Pensons les territoires ruraux autrement !

J’ai participé au débat organisé par Stéphane Le Foll, Ministre de l’agriculture, de l’agroalimentaire et de la forêt, Porte-parole du Gouvernement, intitulé « Et si on pensait le rural autrement ? ». L’occasion d’aborder pleinement le vaste sujet des territoires ruraux, une thématique souvent associée aux préjugés, aux images figées et aux caricatures.

Trop longtemps les territoires ruraux ont été considérés comme vieillissants et conservateurs, antithèse des métropoles que l’on présentait comme dynamiques et modernes. C’est une erreur ! Cette logique a d’ailleurs conduit tant les politiques publiques que les entreprises et un grand nombre de leurs habitants à se désinvestir de ces zones. C’est ce que démontrent les travaux de plusieurs chercheurs comme Christophe Guilluy ou encore Laurent Davezies, également présent lors de ce débat. Pourtant, le rural au sens large n’est pas un interstice, un espace vide entre des zones d’attractivité et de densité. Au contraire, c’est un espace complémentaire. Sans articulation entre une métropole et les espaces ruraux qui l’entourent il ne peut y avoir d’attractivité et de développement aussi efficace. Que seraient Bordeaux sans les vignes, Lyon sans les Alpes, Rennes sans la Bretagne ?

Il est donc primordial de rétablir une égalité d’approche entre ces territoires et de sortir des schémas de représentation dépassés. Ce changement d’approche est d’autant plus nécessaire que de nouveaux mouvements démographiques sont à l’œuvre et qu’ils remettent en cause l’approche binaire ville/campagne. Notre société connait un exode urbain. Il est choisi par certaines populations souhaitant rompre avec la densité et l’anonymat des grandes villes et renouer avec l’espace et les interactions sociales qui font société. Il est subi par des populations repoussées par la hausse du coût de la vie, l’absence d’emplois, etc. Pour faire face à ces nouveaux mouvements, il me semble impératif de développer une approche globale des enjeux ruraux afin de proposer les outils et services qui puissent répondre localement et nationalement aux nouveaux défis qui les attendent.

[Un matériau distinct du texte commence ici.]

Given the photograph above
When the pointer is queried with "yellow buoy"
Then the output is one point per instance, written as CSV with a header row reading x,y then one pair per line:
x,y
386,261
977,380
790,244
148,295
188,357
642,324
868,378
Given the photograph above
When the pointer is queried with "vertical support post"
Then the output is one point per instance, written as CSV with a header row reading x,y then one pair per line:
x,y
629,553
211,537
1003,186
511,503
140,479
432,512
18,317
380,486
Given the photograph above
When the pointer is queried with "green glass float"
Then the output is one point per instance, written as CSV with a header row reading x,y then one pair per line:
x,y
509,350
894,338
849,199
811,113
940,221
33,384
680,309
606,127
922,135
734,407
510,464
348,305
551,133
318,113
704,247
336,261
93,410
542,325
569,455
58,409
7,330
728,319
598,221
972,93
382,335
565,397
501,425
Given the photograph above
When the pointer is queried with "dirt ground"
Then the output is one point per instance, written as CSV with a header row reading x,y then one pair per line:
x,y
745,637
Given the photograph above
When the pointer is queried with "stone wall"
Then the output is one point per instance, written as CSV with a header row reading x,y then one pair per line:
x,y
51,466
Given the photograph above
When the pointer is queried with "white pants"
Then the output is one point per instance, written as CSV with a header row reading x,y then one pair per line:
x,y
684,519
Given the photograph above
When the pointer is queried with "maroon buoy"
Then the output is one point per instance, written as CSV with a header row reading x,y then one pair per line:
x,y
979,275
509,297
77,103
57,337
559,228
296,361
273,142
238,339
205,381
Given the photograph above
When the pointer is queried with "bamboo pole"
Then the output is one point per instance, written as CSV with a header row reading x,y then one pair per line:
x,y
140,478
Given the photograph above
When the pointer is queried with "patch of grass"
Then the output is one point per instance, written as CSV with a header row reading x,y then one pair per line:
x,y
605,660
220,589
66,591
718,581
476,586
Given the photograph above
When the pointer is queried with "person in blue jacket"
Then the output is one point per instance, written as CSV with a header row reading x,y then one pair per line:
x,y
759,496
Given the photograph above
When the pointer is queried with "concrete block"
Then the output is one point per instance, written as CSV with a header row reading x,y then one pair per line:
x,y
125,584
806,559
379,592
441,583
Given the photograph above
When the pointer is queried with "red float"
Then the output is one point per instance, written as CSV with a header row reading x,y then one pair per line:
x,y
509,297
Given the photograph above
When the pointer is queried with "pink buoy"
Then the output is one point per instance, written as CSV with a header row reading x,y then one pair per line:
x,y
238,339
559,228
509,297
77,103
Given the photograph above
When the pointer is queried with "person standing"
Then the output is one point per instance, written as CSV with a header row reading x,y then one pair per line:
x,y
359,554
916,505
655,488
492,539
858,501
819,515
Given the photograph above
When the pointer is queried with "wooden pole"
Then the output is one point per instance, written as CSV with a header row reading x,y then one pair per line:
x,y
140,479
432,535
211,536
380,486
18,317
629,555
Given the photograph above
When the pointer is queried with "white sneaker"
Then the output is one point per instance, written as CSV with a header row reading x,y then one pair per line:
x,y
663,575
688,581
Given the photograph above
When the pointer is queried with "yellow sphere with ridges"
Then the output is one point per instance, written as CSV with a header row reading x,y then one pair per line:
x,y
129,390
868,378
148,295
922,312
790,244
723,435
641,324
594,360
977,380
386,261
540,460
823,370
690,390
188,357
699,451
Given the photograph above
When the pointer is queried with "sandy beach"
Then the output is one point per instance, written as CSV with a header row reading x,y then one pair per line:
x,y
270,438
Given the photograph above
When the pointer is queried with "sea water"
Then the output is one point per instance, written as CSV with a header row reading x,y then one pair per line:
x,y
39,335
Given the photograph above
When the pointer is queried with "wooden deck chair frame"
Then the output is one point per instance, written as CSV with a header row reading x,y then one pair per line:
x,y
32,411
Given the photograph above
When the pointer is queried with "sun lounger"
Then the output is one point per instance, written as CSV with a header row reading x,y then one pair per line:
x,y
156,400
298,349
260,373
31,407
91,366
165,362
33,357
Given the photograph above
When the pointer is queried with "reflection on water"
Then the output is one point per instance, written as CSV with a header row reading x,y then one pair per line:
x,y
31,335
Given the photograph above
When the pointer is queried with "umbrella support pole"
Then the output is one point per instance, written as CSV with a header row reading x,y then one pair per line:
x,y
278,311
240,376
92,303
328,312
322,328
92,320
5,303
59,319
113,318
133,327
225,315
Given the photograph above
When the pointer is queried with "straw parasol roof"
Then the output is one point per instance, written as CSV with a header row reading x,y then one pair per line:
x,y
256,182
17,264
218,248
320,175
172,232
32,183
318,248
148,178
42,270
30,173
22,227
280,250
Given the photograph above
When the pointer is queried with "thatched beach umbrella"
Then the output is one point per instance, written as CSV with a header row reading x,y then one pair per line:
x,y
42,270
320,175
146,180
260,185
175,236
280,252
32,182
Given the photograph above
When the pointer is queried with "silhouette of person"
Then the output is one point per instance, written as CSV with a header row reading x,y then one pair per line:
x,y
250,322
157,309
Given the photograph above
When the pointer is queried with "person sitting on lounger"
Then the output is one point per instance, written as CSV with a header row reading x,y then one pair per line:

Cette approche nécessite de repenser l’appréhension des politiques publiques rurales en apportant une définition de ce qu’est « le rural ». Et tout d’abord rappeler qu’il est pluriel. Il n’y a pas une ruralité mais des ruralités. Ce constat nous devons avant tout le partager. L’utilisation de la notion de ruralité au singulier, renforce la perception d’un espace global aux problématiques identiques sur tout le territoire national. Pourtant aujourd’hui il existe une multitude de critères qui fondent les spécificités locales.

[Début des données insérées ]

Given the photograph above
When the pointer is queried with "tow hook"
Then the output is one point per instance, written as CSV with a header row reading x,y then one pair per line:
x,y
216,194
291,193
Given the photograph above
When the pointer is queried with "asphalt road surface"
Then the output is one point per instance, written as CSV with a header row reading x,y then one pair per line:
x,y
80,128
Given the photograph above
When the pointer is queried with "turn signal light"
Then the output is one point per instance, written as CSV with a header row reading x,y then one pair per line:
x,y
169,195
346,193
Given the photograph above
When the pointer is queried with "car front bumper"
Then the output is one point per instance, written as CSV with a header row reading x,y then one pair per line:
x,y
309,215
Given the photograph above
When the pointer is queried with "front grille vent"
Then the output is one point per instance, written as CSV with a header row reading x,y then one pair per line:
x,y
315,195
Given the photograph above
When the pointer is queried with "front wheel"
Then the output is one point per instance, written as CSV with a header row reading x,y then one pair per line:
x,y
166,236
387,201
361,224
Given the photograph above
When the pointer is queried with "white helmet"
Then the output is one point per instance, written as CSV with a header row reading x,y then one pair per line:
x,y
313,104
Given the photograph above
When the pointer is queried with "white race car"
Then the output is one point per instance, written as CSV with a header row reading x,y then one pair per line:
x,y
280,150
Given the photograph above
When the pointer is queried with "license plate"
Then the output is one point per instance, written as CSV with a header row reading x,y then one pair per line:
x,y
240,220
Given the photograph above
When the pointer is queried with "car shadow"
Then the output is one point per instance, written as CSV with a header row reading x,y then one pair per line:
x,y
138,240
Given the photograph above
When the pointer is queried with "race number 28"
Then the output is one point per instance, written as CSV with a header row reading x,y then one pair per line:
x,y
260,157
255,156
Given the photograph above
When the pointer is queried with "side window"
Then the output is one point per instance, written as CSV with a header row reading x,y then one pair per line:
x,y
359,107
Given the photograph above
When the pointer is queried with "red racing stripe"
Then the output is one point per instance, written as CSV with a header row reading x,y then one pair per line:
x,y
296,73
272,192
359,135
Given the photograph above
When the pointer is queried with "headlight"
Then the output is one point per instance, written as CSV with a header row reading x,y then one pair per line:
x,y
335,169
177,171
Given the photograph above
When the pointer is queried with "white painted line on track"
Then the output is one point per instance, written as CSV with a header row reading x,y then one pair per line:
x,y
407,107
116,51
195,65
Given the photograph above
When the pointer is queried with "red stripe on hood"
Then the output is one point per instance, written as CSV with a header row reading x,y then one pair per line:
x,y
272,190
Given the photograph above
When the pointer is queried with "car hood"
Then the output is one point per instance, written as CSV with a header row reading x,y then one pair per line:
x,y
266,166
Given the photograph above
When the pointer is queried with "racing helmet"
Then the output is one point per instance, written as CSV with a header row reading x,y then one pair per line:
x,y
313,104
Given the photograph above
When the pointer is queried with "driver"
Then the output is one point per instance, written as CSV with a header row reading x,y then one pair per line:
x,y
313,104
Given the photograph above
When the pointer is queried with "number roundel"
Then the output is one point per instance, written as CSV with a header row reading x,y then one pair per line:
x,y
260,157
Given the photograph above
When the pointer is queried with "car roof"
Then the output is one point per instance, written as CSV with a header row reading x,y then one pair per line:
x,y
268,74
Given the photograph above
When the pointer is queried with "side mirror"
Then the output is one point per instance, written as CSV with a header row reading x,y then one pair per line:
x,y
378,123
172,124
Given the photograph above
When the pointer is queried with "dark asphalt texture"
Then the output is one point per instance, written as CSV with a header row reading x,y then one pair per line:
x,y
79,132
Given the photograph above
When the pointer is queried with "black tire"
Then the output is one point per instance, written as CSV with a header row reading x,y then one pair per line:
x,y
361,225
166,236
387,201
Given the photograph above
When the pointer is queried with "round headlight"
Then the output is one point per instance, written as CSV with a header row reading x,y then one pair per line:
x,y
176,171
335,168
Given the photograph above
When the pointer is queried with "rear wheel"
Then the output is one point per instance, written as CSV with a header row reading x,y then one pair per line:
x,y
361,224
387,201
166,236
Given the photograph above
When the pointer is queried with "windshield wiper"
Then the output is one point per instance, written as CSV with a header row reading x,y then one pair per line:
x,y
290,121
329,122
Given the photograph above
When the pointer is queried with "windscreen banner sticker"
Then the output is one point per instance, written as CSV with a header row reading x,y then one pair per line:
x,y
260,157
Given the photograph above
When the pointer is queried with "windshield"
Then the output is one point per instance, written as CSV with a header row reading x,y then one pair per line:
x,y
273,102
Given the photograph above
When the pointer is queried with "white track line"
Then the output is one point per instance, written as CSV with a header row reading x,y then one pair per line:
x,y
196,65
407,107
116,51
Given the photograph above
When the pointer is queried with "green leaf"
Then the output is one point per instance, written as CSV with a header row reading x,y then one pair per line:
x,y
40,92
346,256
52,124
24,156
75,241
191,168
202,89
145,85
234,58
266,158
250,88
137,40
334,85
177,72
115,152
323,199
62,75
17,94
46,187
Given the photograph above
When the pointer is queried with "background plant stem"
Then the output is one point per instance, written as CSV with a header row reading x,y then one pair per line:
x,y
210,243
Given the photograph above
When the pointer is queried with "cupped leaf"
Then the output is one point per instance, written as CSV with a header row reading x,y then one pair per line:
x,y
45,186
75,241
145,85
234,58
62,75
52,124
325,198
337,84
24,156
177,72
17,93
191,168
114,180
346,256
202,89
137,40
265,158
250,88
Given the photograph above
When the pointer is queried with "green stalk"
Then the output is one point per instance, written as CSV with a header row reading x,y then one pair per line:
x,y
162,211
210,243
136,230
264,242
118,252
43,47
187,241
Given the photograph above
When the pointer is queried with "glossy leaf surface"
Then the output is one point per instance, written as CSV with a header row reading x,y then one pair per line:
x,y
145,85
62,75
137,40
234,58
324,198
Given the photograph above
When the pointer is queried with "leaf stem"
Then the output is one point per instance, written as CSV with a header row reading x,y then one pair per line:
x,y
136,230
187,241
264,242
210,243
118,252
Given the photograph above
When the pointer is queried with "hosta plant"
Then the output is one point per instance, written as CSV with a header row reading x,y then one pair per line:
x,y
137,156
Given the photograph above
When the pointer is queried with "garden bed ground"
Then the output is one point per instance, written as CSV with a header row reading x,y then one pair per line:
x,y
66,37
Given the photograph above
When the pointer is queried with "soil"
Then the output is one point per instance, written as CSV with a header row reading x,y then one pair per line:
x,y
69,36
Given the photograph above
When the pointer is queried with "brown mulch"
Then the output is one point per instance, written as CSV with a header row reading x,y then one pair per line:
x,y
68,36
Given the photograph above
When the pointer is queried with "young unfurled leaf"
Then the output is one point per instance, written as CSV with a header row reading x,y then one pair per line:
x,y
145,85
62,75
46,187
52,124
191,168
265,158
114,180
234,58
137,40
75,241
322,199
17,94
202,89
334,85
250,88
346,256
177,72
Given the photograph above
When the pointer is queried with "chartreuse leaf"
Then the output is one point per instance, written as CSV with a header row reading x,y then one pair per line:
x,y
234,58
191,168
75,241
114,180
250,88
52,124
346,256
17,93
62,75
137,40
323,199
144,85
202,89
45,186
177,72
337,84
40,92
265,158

Ce sont les critères géographiques (montagne, côtiers, périurbain, etc.), démographiques (personnes âgées, handicapées, natalité, flux démographiques, densité de population, etc.), logistiques (LGV, aéroports, autoroutes, grands axes routiers, etc.), économiques (agriculture, viticulture, élevage, tourisme, anciennes zones industrielles, nouvelles zones industrielles, taux de chômage, etc.), administratifs (nombre de communes, taille des intercommunalités, intégration dans les intercommunalités, équilibres départementaux, etc.), culturels (impact des langues régionales, des traditions locales, des modes de coopération, de mutualisation, etc.).

Compte tenu des fortes différences qui peuvent exister au regard de ces critères il est difficile d’appliquer un schéma unique à tous les territoires. Il me semble qu’en plus d’un changement d’approche des ruralités, il est important de changer de prisme d’appréhension de leurs réalités notamment dans les politiques publiques qui les concernent. Ainsi l’unique critère de population habituellement retenu par le législateur concernant l’espace rural est obsolète et inopérant. Il faut lui préférer une approche plurielle représentative des spécificités existantes dans les territoires ruraux.

Les seuils de populations généralement utilisés occultent ces différences. La vision d’un territoire autour d’un nombre d’habitants ne prend pas en compte le degré d’intégration d’une commune ou d’un groupe de communes dans une intercommunalité. Elle n’est pas en mesure d’apprécier les fonctions différentes que peuvent exercer deux communes au même nombre d’habitants sur leur bassin de vie notamment concernant la proximité des services publics et marchands. Ainsi, une commune de 3000 habitants faisant partie intégrante du bassin de vie d’une aire urbaine n’aura pas les mêmes besoins en services publics qu’une ville de taille similaire mais qui est le point de centralité d’un bassin de vie. Dans l’Aude, je le vis au quotidien lorsque je regarde l’évolution de communes situées en périphérie de Carcassonne au sein de la communauté d’agglomération et Bram, commune où je réside, ville-centre de sa communauté de communes de près de 16000 habitants.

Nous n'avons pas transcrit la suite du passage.